Predatory Game
Page 16

 Christine Feehan

  • Background:
  • Text Font:
  • Text Size:
  • Line Height:
  • Line Break Height:
  • Frame:
“Lord, Jesse.” She breathed his name in awe. “We can never do that again. We don’t dare. We nearly set the world on fire.”
A slow smile curved his mouth. “Personally, I was thinking it would be a good idea to repeat the experience. Often.”
She touched her full lower lip with a cautious fingertip. “You should be outlawed, a woman isn’t safe around you.”
He resisted the urge to caress her face with his hand, not wanting to destroy her illusion of safety. “It wasn’t just me, angel face.”
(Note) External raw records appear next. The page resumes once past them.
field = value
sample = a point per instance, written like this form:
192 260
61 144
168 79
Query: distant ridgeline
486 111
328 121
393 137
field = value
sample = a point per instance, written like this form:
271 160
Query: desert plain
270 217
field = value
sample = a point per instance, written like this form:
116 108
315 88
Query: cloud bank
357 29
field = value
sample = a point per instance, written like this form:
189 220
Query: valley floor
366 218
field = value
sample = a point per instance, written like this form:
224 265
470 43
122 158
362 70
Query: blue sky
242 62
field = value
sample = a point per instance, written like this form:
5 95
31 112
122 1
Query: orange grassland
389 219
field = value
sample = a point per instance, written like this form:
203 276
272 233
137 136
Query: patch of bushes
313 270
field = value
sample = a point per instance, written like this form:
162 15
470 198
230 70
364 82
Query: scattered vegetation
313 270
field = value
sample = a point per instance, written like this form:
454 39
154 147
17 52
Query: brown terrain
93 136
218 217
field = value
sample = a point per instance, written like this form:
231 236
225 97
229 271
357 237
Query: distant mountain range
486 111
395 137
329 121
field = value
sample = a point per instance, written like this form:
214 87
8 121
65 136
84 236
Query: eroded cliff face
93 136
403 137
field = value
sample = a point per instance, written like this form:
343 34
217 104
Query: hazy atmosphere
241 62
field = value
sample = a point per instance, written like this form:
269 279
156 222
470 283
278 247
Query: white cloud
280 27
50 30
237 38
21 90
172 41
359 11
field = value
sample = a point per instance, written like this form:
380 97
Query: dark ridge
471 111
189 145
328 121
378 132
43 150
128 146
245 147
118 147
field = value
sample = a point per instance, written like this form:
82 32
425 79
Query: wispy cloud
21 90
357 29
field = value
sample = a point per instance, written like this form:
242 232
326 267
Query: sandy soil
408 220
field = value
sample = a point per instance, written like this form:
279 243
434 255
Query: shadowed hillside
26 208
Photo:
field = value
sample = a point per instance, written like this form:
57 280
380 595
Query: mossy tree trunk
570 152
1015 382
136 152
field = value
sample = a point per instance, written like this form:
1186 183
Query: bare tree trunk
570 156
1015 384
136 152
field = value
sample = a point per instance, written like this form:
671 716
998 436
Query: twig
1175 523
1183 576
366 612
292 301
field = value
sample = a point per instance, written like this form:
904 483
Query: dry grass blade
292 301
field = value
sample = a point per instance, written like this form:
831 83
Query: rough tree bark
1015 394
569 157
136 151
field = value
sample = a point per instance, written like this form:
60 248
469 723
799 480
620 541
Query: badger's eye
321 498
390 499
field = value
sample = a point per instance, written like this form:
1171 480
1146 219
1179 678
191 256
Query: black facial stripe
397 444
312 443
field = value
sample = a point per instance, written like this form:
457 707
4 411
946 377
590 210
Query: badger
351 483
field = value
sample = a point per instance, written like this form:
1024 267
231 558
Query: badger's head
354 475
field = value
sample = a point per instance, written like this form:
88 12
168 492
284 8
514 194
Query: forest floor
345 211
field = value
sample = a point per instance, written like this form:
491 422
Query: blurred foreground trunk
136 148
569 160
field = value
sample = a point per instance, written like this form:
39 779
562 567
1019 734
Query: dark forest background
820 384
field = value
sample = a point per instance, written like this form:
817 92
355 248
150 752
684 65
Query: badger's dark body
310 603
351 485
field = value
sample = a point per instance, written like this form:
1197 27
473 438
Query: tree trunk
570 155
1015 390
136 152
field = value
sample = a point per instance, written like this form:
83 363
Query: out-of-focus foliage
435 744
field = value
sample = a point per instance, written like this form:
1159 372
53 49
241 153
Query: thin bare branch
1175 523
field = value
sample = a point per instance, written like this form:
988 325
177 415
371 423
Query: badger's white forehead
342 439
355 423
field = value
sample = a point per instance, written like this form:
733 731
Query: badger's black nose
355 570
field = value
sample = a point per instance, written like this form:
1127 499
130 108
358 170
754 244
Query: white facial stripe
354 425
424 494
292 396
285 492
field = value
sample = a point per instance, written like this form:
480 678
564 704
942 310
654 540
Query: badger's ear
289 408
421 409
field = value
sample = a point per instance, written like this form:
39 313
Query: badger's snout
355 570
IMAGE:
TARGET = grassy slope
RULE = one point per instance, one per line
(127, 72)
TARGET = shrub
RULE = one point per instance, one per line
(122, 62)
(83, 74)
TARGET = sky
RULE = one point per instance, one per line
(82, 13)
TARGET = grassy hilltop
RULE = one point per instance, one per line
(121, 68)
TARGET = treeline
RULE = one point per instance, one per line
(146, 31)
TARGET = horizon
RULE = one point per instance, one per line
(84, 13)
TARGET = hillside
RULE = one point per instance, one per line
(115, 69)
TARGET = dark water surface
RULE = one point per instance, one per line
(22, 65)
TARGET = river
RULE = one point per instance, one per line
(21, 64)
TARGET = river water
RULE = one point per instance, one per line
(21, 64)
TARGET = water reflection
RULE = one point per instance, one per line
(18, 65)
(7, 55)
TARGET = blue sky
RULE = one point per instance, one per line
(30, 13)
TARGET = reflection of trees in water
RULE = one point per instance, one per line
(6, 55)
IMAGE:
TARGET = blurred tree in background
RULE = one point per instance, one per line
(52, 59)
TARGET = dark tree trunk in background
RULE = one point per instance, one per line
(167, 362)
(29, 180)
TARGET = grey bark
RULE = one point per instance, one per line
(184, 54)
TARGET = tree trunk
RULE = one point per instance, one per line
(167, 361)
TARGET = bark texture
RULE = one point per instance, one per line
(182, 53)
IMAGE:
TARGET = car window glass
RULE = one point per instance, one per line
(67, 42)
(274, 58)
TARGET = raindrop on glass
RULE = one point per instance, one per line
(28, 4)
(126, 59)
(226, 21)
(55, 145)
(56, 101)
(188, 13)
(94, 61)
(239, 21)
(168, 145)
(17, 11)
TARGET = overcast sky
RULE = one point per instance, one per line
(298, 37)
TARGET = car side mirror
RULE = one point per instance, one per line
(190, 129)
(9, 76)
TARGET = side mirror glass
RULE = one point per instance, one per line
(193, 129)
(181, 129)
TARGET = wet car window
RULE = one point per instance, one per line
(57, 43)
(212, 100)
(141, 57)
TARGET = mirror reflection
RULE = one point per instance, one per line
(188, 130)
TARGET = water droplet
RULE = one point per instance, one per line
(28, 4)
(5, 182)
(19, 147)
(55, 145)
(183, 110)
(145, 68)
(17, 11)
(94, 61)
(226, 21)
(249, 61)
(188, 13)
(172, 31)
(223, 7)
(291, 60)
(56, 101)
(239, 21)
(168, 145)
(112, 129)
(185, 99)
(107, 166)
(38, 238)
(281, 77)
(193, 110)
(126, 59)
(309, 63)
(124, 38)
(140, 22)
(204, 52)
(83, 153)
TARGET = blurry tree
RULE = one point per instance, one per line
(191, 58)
She shook her head in adamant denial. Jess ignored the gesture, intrigued by the play of light in her shining hair. God, he wanted her. It was far more than a relentless physical craving. It was everything wrapped into one. He’d had beautiful women and flash affairs, but he’d never felt like this. Not where love and lust met, intertwined, and became so tightly woven together they were one and the same.
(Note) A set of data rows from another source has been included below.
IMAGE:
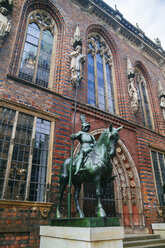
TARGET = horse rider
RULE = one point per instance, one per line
(86, 140)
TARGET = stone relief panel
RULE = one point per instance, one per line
(77, 58)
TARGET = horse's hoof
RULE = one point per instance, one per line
(81, 215)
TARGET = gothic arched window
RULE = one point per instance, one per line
(35, 64)
(144, 99)
(100, 85)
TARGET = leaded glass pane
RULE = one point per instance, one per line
(39, 164)
(44, 61)
(141, 104)
(101, 59)
(146, 106)
(110, 89)
(6, 127)
(36, 58)
(162, 166)
(29, 54)
(100, 78)
(91, 80)
(157, 176)
(20, 157)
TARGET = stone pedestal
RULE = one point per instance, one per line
(159, 228)
(81, 237)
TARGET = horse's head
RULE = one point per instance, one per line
(113, 136)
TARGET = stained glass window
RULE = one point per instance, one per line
(91, 81)
(144, 100)
(37, 54)
(100, 83)
(158, 160)
(24, 150)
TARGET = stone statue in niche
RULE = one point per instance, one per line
(162, 98)
(77, 58)
(132, 90)
(5, 23)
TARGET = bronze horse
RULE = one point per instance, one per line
(97, 169)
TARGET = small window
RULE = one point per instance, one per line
(24, 150)
(35, 65)
(158, 161)
(144, 99)
(100, 83)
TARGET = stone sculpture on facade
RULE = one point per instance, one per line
(97, 167)
(5, 23)
(77, 58)
(132, 90)
(162, 98)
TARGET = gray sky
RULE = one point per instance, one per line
(149, 14)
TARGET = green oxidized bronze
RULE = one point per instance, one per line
(91, 164)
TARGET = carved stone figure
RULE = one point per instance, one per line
(97, 169)
(132, 90)
(5, 23)
(77, 58)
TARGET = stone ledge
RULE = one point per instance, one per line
(87, 234)
(86, 222)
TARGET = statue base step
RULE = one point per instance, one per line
(86, 233)
(86, 222)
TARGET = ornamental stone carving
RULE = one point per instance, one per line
(162, 98)
(5, 23)
(77, 58)
(132, 90)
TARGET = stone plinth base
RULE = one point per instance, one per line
(159, 228)
(81, 237)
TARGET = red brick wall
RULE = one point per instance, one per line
(60, 101)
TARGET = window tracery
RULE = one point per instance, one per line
(144, 99)
(35, 65)
(100, 85)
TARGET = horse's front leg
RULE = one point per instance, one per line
(63, 183)
(100, 210)
(76, 198)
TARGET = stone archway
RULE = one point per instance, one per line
(129, 204)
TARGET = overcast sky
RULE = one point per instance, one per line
(149, 14)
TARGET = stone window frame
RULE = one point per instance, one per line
(53, 29)
(160, 172)
(108, 60)
(140, 80)
(35, 114)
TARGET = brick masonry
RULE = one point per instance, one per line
(60, 101)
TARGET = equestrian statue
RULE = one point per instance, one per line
(92, 164)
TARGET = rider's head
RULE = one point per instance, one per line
(85, 126)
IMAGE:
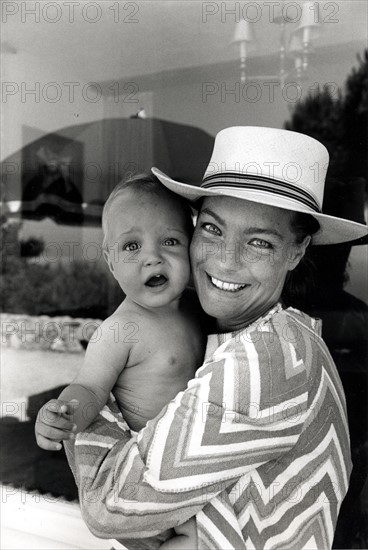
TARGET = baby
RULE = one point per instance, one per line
(149, 348)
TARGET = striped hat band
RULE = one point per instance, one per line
(236, 180)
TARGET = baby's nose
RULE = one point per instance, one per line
(152, 258)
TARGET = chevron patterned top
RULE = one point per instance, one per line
(257, 447)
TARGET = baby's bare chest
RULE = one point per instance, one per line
(165, 353)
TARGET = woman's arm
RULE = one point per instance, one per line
(245, 407)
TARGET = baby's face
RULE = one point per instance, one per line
(148, 248)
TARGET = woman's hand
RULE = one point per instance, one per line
(54, 424)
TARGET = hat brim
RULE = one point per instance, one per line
(332, 230)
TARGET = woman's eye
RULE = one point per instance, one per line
(211, 228)
(170, 242)
(260, 243)
(131, 247)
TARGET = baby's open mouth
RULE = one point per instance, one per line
(229, 287)
(156, 280)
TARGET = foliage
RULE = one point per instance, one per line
(74, 289)
(340, 122)
(29, 285)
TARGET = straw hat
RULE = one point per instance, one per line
(270, 166)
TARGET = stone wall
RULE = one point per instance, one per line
(64, 333)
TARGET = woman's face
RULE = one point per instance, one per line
(241, 253)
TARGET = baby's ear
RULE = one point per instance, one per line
(297, 252)
(108, 260)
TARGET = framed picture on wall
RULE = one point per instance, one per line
(52, 179)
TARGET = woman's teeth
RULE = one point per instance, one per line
(231, 287)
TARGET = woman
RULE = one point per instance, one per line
(257, 447)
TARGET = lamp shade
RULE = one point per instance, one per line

“This can’t be,” Saber said. “I have to go, Jess. Things are getting out of hand and I can’t control them. I don’t want to control them.”
As she started her retreating move, Jess’s hand snaked out with lightening speed and shackled her wrist. “Oh, no you don’t, baby, you’re not getting away from me.” His grip was immensely strong, but he didn’t hurt her-he never did.
Blue eyes flew, startled, to his dark ones. Dragon king, she always called him. He was wreaking havoc on all her senses. “Jesse,” she made a breathless little protest, already feeling lost.
“It’s too late, Saber. You’re in love with me, you’re just too damned stubborn to admit it to yourself.”
“No, no, Jesse, I’m not.” She sounded more frightened than convinced.
“Sure you are.” Relentlessly, he drew her back to him until she was so close the heat between them threatened to erupt into flames. Beneath his hands he could feel her trembling. “Think about it, honey. Who makes you laugh? Who makes you happy? Who do you run to when you have a problem?” His fingers found the nape of her neck, sending little tongues of fire licking along her spine.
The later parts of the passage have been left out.